My homework assignment from my CBT session last week was to recognize when I was having a BDD thought. I didn’t need to change my reaction to these thoughts or even write them down, I just needed to notice when I thought them, take a second to acknowledge this, and then move on.
My therapist and I made a list of my typical BDD thoughts, and I want to share a few of them with you:
· I am ugly
· I am unattractive
· I am unworthy
· I need to make up for how I look by having an above average personality (being extra nice, bubbly, happy and/or accommodating)
· People are going to talk about me behind my back because of how I look
I’m sure some of you who are struggling with body image/eating disorders will recognize these mantras. Not all of these things run through my head at the same time, and it is not a constant dialogue in my brain (it used to be, but thanks to medication these thoughts have decreased significantly), but they do pop up multiple times a day. In the past week, when the thoughts did arise, I would say “okay, BDD, I hear you. You think I’m ugly, and that person over there is going to talk about me behind my back. Thanks for the input,” and I would move on.
I found that simply recognizing these thoughts as what they are ~ BDD thoughts ~ automatically helped stopped my typical reactions, which usually consist of shame, guilt, depression, anxiety and the triggering of BDD-related compulsions. This acknowledgment forces me to recognize the thoughts as something outside of myself, something separate from reality. It has taken the negativity and sequestered it in a small thought bubble, which I can actively fight.
And this is the key. It’s incredibly hard to fight something that is within you, that IS you. In the past, I couldn’t fight my BDD because, to me, it was reality. You can’t fight negative thoughts when all of your thoughts are negative. Now, I am able to categorize the thoughts in my brain – BDD thoughts versus all other thoughts.

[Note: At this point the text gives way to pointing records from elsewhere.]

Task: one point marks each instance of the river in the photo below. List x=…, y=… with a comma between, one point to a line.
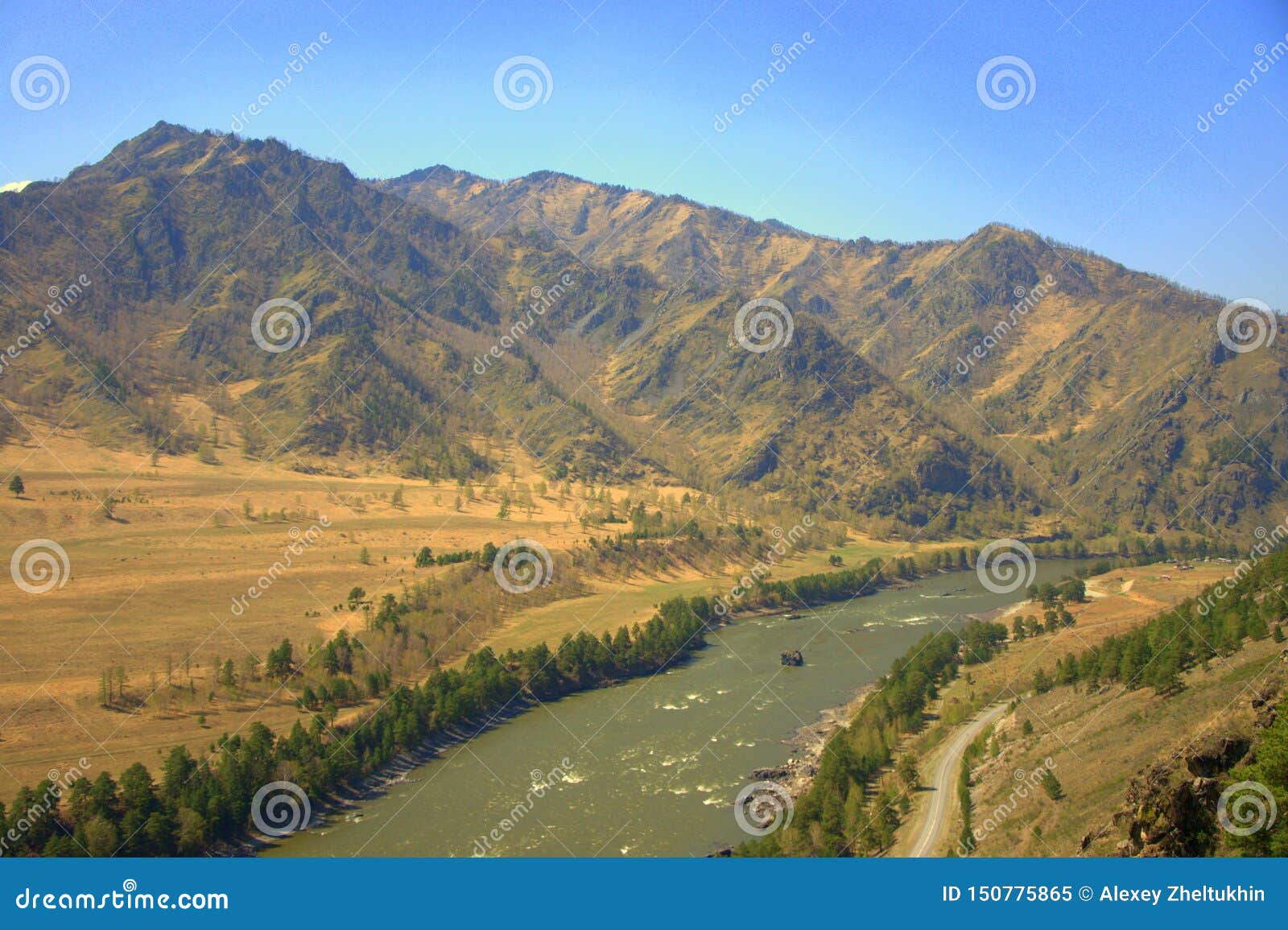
x=650, y=767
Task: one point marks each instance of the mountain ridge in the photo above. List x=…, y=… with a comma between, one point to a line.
x=633, y=370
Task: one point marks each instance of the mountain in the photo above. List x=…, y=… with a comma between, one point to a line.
x=1108, y=392
x=444, y=322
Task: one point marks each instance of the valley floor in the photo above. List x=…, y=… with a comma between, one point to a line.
x=151, y=588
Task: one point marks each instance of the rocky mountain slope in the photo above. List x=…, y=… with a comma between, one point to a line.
x=442, y=321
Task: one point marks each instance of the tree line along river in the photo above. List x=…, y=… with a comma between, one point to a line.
x=650, y=767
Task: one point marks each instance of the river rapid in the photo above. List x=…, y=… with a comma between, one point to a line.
x=650, y=767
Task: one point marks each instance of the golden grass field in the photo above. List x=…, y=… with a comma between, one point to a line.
x=154, y=585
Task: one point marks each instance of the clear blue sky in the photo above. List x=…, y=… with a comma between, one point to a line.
x=876, y=129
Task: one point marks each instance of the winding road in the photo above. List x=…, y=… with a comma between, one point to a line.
x=943, y=781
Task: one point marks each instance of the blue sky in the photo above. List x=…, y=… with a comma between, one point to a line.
x=875, y=129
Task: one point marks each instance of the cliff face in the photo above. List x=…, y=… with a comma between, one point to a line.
x=1172, y=808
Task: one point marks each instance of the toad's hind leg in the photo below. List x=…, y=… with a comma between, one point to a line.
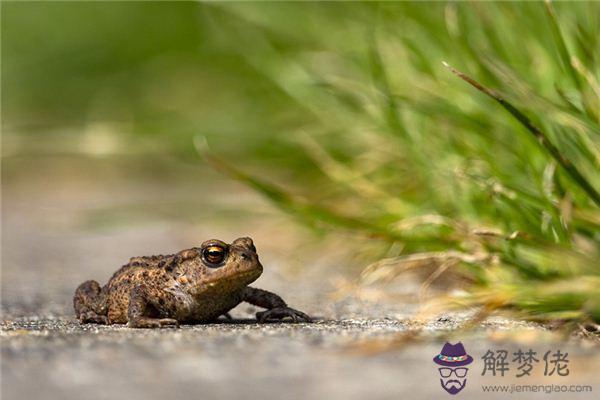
x=89, y=303
x=140, y=311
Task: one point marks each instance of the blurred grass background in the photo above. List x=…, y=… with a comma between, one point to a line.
x=343, y=115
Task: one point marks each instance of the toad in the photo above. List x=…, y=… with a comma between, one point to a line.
x=196, y=285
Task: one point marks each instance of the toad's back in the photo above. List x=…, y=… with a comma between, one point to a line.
x=194, y=285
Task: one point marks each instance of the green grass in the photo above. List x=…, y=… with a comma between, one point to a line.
x=343, y=115
x=500, y=184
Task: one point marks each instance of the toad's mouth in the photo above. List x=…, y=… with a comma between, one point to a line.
x=244, y=278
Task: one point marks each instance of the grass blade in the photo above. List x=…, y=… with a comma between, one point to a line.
x=554, y=152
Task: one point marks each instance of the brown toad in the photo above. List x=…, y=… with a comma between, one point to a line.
x=193, y=286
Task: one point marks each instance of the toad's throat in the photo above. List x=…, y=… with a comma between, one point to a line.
x=228, y=283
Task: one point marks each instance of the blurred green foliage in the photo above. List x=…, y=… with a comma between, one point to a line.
x=348, y=107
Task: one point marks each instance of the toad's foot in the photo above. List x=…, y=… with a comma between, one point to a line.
x=153, y=323
x=282, y=313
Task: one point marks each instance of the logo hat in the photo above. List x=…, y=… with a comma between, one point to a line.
x=453, y=355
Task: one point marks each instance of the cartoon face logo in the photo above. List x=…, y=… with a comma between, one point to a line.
x=453, y=373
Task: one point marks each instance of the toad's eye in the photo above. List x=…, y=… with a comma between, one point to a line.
x=214, y=254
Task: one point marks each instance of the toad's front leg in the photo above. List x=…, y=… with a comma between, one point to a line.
x=139, y=311
x=277, y=309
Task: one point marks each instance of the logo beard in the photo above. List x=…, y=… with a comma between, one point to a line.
x=453, y=386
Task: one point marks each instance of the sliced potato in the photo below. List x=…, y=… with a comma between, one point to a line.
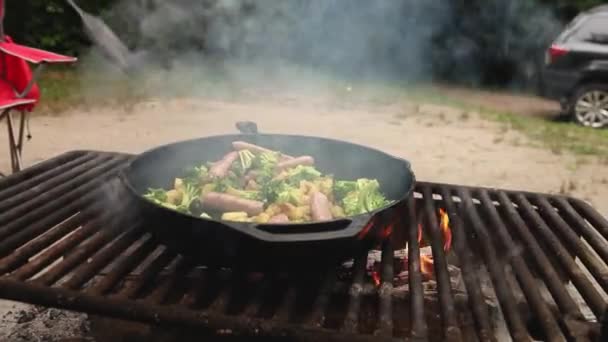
x=235, y=216
x=174, y=196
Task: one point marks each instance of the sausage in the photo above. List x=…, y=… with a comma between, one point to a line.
x=251, y=175
x=230, y=203
x=280, y=218
x=242, y=145
x=320, y=209
x=221, y=167
x=303, y=160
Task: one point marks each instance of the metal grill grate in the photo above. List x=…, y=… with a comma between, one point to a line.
x=531, y=266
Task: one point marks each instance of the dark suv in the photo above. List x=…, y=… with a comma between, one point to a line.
x=576, y=68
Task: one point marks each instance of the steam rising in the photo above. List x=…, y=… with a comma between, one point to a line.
x=241, y=41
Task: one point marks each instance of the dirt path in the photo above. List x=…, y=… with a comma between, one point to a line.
x=503, y=101
x=444, y=144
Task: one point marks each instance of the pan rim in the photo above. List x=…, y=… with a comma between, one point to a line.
x=124, y=175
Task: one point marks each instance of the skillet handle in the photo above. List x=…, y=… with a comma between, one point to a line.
x=355, y=227
x=247, y=127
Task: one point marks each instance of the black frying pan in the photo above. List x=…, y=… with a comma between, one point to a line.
x=263, y=246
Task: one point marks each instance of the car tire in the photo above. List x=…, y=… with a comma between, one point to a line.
x=589, y=105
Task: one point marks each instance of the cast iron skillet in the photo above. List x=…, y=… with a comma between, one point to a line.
x=267, y=246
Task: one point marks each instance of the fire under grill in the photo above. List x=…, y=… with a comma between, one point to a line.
x=463, y=264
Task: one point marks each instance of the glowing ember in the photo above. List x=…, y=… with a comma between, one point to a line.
x=365, y=230
x=376, y=278
x=387, y=231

It is preparing me for the next phase, which will be to (hopefully) eradicate the negative thoughts, leaving only the positive behind.
My homework assignment for this week is actually kind of amusing, since last week I mentioned that simply stepping back from the mirror would not cure BDD. Well, that’s exactly what I have to do this week ~ take a few steps back from the mirror and recognize how I look overall, instead of focusing in on what I see as my flaws. Again, this is not going to completely erase my BDD, but it is a step in the right direction (pun not intended, but noted).
This, plus continuing my thought recognition should help me further understanding the discontinuity between what I see in the mirror and what others see when they look at me.